In the oft-quoted Illinois case of Harper v. Industrial Commission (from 1962), a worker who had sustained a back injury at work committed suicide after leaving work in the middle of the morning. A workers’ compensation award to the widow was ultimately appealed all the way up to the Supreme Court of Illinois since the death had not occurred at work. The Illinois Supreme Court ultimately upheld the award to Decedent’s widow, finding there was sufficient proof of a direct causal relationship between the work-injury and the suicide. Based on the proof of a sufficient causal connection to the work accident, the Court held it was not necessary to prove the precise mental condition suffered by Decedent at the time of the suicide.

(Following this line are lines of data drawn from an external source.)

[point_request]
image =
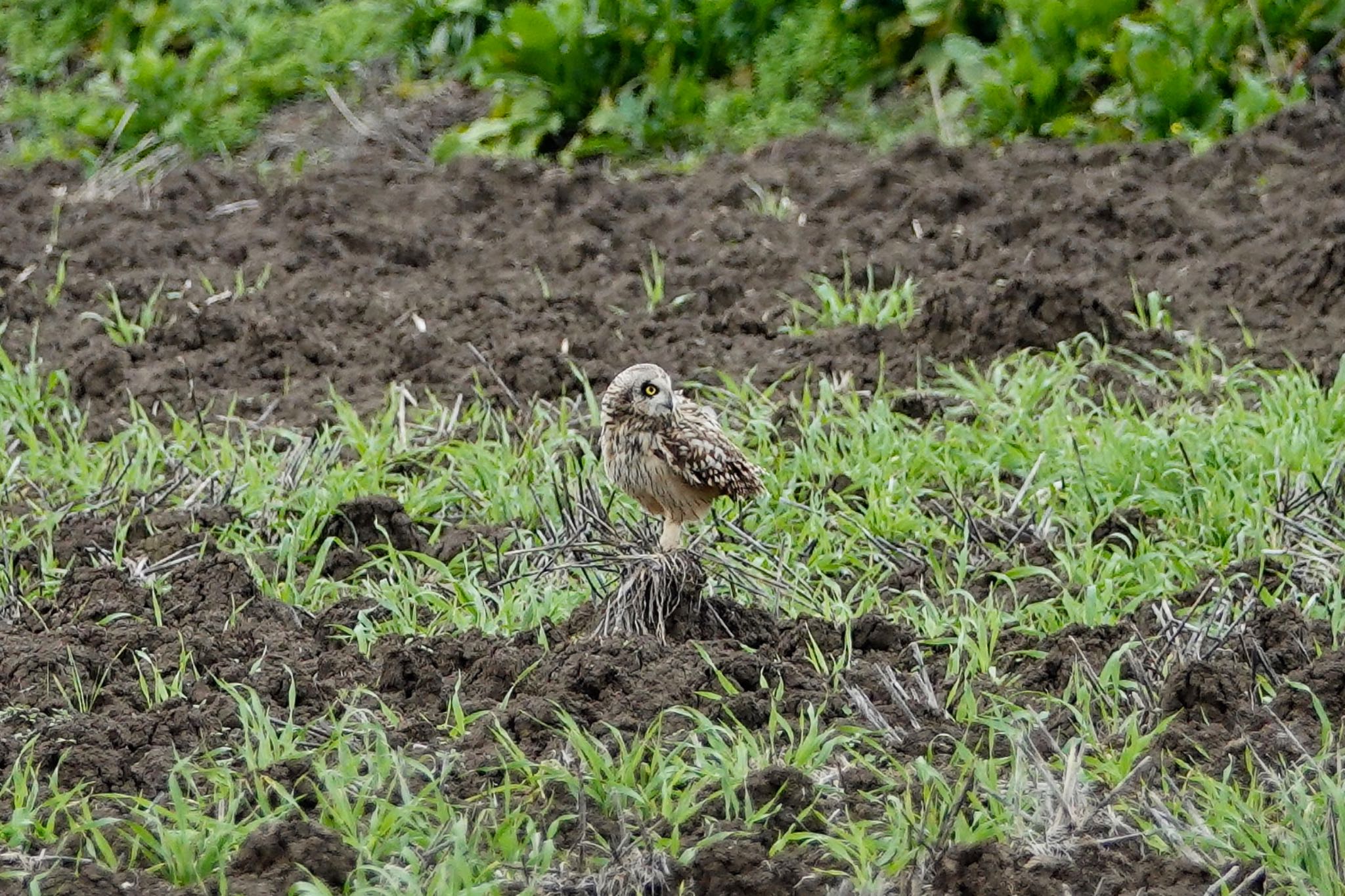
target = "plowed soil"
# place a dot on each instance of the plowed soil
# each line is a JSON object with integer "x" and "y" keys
{"x": 382, "y": 268}
{"x": 102, "y": 624}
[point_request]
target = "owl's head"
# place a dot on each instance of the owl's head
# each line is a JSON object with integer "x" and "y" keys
{"x": 645, "y": 390}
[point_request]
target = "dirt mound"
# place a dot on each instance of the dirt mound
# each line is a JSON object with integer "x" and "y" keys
{"x": 380, "y": 270}
{"x": 993, "y": 868}
{"x": 277, "y": 856}
{"x": 118, "y": 679}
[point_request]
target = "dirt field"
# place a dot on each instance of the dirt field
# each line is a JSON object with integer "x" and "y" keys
{"x": 120, "y": 747}
{"x": 539, "y": 269}
{"x": 536, "y": 269}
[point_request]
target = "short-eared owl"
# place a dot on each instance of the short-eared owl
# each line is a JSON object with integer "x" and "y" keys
{"x": 669, "y": 453}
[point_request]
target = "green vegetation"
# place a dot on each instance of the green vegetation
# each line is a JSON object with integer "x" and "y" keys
{"x": 868, "y": 305}
{"x": 626, "y": 77}
{"x": 1208, "y": 458}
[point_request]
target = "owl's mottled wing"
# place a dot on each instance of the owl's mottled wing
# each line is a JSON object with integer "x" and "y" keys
{"x": 698, "y": 450}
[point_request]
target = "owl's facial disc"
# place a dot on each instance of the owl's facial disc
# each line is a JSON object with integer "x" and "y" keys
{"x": 654, "y": 395}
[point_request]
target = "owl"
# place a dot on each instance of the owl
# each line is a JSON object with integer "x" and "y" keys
{"x": 667, "y": 452}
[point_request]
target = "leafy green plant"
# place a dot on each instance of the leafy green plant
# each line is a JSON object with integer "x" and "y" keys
{"x": 850, "y": 305}
{"x": 131, "y": 331}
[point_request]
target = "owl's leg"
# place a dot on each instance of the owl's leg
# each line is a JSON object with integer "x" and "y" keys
{"x": 671, "y": 538}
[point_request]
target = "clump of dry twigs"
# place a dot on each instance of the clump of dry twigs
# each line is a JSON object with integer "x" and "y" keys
{"x": 638, "y": 589}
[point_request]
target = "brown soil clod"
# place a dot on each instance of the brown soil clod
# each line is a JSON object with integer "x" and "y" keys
{"x": 1017, "y": 249}
{"x": 280, "y": 855}
{"x": 363, "y": 523}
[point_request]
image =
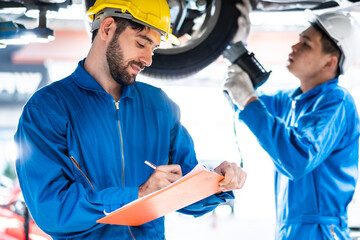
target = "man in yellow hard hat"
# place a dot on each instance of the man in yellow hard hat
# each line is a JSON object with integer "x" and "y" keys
{"x": 83, "y": 140}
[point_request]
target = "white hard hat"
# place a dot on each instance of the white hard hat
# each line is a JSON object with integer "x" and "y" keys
{"x": 343, "y": 29}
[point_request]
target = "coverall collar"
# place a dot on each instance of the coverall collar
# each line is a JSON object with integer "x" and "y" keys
{"x": 298, "y": 95}
{"x": 84, "y": 80}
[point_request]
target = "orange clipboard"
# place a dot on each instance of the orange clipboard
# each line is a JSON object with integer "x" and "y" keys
{"x": 198, "y": 184}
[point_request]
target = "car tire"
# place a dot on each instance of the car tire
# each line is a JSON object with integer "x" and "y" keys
{"x": 184, "y": 61}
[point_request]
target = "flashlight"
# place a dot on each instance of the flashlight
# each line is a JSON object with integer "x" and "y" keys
{"x": 238, "y": 54}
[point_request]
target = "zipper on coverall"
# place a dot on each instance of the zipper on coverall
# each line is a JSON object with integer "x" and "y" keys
{"x": 122, "y": 150}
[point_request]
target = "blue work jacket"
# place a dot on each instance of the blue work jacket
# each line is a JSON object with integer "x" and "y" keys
{"x": 82, "y": 154}
{"x": 313, "y": 140}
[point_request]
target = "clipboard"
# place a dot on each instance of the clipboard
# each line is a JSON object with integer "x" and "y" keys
{"x": 198, "y": 184}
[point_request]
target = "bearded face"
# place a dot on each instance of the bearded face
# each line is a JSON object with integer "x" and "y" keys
{"x": 118, "y": 66}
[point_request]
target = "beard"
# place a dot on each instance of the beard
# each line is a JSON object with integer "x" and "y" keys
{"x": 117, "y": 65}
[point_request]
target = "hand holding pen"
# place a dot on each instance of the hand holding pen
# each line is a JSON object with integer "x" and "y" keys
{"x": 162, "y": 176}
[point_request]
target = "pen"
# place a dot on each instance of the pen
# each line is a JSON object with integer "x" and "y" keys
{"x": 153, "y": 166}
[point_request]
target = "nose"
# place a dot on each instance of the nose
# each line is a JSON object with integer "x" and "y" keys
{"x": 295, "y": 47}
{"x": 146, "y": 57}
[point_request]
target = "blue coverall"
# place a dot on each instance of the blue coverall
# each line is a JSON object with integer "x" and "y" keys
{"x": 313, "y": 141}
{"x": 82, "y": 154}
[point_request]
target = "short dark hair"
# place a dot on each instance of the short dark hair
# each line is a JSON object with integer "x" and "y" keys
{"x": 329, "y": 46}
{"x": 121, "y": 25}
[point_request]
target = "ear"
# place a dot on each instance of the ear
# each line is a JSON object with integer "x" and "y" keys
{"x": 107, "y": 29}
{"x": 331, "y": 64}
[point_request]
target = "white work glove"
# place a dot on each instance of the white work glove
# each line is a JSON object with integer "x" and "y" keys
{"x": 239, "y": 86}
{"x": 244, "y": 23}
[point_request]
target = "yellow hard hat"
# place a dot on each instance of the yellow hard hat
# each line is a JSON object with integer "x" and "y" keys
{"x": 152, "y": 13}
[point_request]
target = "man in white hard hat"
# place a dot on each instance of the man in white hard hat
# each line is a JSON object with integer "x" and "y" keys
{"x": 311, "y": 133}
{"x": 83, "y": 140}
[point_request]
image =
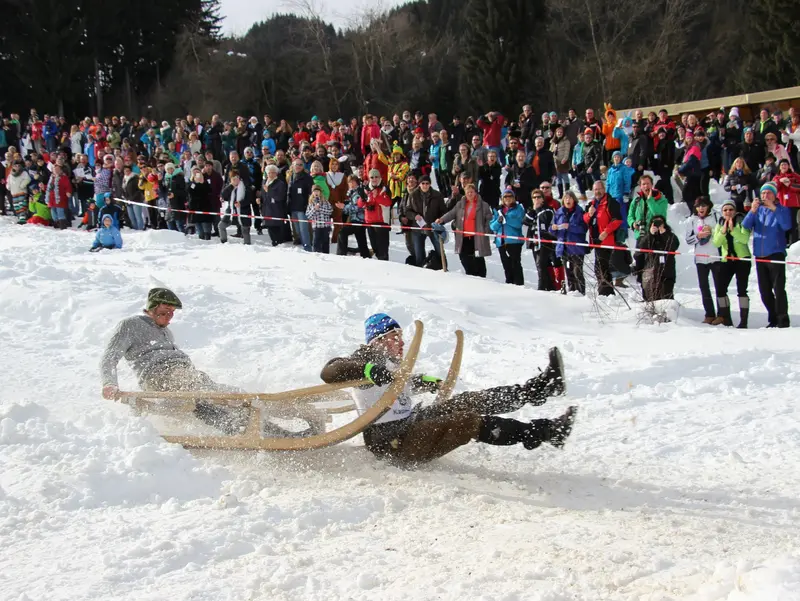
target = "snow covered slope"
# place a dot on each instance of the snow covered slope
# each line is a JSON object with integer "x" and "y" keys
{"x": 680, "y": 481}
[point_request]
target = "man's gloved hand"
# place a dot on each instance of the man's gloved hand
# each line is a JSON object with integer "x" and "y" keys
{"x": 378, "y": 374}
{"x": 428, "y": 383}
{"x": 110, "y": 392}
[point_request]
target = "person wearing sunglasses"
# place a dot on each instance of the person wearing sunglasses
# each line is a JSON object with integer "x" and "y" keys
{"x": 148, "y": 345}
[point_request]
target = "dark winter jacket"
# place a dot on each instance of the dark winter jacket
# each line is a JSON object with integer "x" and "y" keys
{"x": 769, "y": 230}
{"x": 639, "y": 151}
{"x": 663, "y": 264}
{"x": 736, "y": 183}
{"x": 489, "y": 177}
{"x": 664, "y": 157}
{"x": 544, "y": 167}
{"x": 576, "y": 232}
{"x": 430, "y": 206}
{"x": 273, "y": 200}
{"x": 607, "y": 218}
{"x": 200, "y": 200}
{"x": 299, "y": 191}
{"x": 523, "y": 176}
{"x": 753, "y": 155}
{"x": 539, "y": 222}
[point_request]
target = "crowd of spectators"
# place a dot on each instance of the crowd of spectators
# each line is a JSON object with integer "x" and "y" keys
{"x": 318, "y": 183}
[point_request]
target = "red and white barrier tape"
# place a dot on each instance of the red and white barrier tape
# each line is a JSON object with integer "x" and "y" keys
{"x": 491, "y": 234}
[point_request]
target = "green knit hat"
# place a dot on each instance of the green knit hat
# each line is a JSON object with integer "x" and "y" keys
{"x": 162, "y": 296}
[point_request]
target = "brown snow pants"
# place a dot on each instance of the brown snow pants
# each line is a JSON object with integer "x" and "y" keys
{"x": 436, "y": 430}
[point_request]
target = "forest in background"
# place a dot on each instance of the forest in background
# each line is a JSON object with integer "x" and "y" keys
{"x": 164, "y": 59}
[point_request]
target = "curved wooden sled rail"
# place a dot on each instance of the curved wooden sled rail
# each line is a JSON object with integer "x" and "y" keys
{"x": 445, "y": 390}
{"x": 251, "y": 439}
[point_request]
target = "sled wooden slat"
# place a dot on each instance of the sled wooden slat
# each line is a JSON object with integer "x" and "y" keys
{"x": 445, "y": 390}
{"x": 299, "y": 393}
{"x": 449, "y": 383}
{"x": 251, "y": 439}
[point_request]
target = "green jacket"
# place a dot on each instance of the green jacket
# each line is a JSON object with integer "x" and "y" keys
{"x": 741, "y": 237}
{"x": 39, "y": 208}
{"x": 642, "y": 210}
{"x": 320, "y": 181}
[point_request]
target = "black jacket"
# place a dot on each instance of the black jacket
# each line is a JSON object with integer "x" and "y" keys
{"x": 539, "y": 222}
{"x": 430, "y": 206}
{"x": 664, "y": 157}
{"x": 489, "y": 177}
{"x": 639, "y": 151}
{"x": 547, "y": 166}
{"x": 525, "y": 176}
{"x": 299, "y": 192}
{"x": 200, "y": 200}
{"x": 273, "y": 200}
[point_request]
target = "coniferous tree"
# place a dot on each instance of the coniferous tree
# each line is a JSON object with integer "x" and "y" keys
{"x": 772, "y": 55}
{"x": 498, "y": 66}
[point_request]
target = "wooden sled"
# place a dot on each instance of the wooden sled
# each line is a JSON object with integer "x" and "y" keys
{"x": 445, "y": 390}
{"x": 289, "y": 404}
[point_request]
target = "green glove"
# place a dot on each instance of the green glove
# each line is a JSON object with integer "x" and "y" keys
{"x": 430, "y": 383}
{"x": 377, "y": 374}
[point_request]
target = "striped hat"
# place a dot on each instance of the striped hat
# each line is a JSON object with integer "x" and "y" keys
{"x": 769, "y": 187}
{"x": 379, "y": 325}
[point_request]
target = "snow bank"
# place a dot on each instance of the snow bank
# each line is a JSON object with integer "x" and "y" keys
{"x": 678, "y": 483}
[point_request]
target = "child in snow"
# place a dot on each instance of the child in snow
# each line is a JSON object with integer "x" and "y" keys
{"x": 319, "y": 212}
{"x": 40, "y": 213}
{"x": 89, "y": 220}
{"x": 108, "y": 235}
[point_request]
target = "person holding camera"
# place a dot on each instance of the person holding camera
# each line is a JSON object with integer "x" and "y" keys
{"x": 698, "y": 234}
{"x": 658, "y": 272}
{"x": 769, "y": 222}
{"x": 732, "y": 239}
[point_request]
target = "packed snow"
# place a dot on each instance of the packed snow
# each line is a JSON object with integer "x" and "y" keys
{"x": 680, "y": 480}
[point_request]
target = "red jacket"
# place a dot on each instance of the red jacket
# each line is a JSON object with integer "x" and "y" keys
{"x": 301, "y": 136}
{"x": 321, "y": 139}
{"x": 373, "y": 161}
{"x": 64, "y": 192}
{"x": 788, "y": 196}
{"x": 607, "y": 218}
{"x": 492, "y": 132}
{"x": 368, "y": 133}
{"x": 378, "y": 206}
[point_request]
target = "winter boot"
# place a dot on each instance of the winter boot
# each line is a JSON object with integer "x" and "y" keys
{"x": 550, "y": 382}
{"x": 231, "y": 420}
{"x": 723, "y": 313}
{"x": 500, "y": 431}
{"x": 744, "y": 312}
{"x": 561, "y": 428}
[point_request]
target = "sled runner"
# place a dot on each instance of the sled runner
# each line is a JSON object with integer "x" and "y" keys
{"x": 293, "y": 403}
{"x": 445, "y": 390}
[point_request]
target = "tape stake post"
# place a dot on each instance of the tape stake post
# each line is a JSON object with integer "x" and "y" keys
{"x": 491, "y": 235}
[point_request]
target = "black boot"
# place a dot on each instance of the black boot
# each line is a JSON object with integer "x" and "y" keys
{"x": 561, "y": 428}
{"x": 744, "y": 312}
{"x": 501, "y": 431}
{"x": 231, "y": 420}
{"x": 551, "y": 381}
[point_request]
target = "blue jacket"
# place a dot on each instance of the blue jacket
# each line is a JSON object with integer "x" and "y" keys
{"x": 618, "y": 180}
{"x": 621, "y": 135}
{"x": 269, "y": 143}
{"x": 107, "y": 236}
{"x": 50, "y": 129}
{"x": 769, "y": 230}
{"x": 575, "y": 233}
{"x": 512, "y": 226}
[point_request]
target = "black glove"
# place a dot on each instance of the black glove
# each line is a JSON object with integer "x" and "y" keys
{"x": 378, "y": 374}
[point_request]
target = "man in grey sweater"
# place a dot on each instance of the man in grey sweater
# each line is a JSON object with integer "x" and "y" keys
{"x": 147, "y": 344}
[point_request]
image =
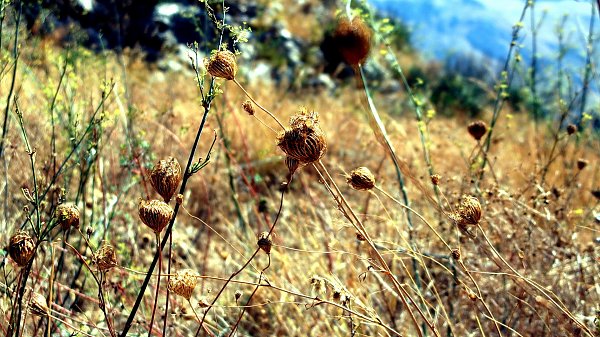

In contrast, in the later Illinois case of Goldsamt v Industrial Commission, our Supreme Court affirmed the denial of benefits for injuries resulting to an employee who lost both of his legs after attempting to commit suicide by jumping out of a 9th story window at work. Although the employee argued his suicide attempt was due to stress from work, the key to the denial of benefits in Goldsamt was the presence of the employee’s mental illness unrelated to the work environment. In other words, the Court held evidence of the employee’s long-standing depression and obsessive-compulsive disorder militated against a direct or a sufficient causal link between his suicide attempt and depression from work problems. Ultimately, the Supreme Court upheld the lower courts’ findings indicating Petitioner’s depression arose from causes that were not “work-related” and, therefore, not compensable.
Given that causation is such an important factor in any workers’ compensation case related to an employee’s suicide (or suicide attempt) at work, employers must do a careful investigation to determine the cause of any employee’s suicide. In other words, a suicide death must be diligently treated like any other work-related accident involving a fatality. Before an investigation is completed, no assumptions should be made that a suicide will or will not be compensable even though it arose as a result of an intentional and self-inflicted act unrelated to work.
Of course, when the employer becomes aware of an employee’s suicide at work, the employer should contact the police and OSHA to report the death so a full investigation as to the cause of the death can be started. However, the involvement of these outside investigators should not prevent the employer from doing its own investigation as to the cause of the suicide. Any employer in such a circumstance should gather and preserve important evidence, like a suicide note or statements made by Decedent to co-workers. Ultimately, any workers’ compensation claim that arises out of a suicide death or a suicide attempt will center on issues related to causation. In other words, the main question at trial and later on appeal will be whether the employee’s suicide ultimately arose out of and in the course of the employment.
One other caution in dealing with workplace fatalities—you have to remember witnesses to a sudden, shocking event and “first-responders” may also become claimants if they suffer psychological or related mental issues as a result of the unforeseen occurrence on the job. Following the Supreme Court’s rule in Pathfinder v. Industrial Commission, you have to reach out to such workers and provide care, as needed.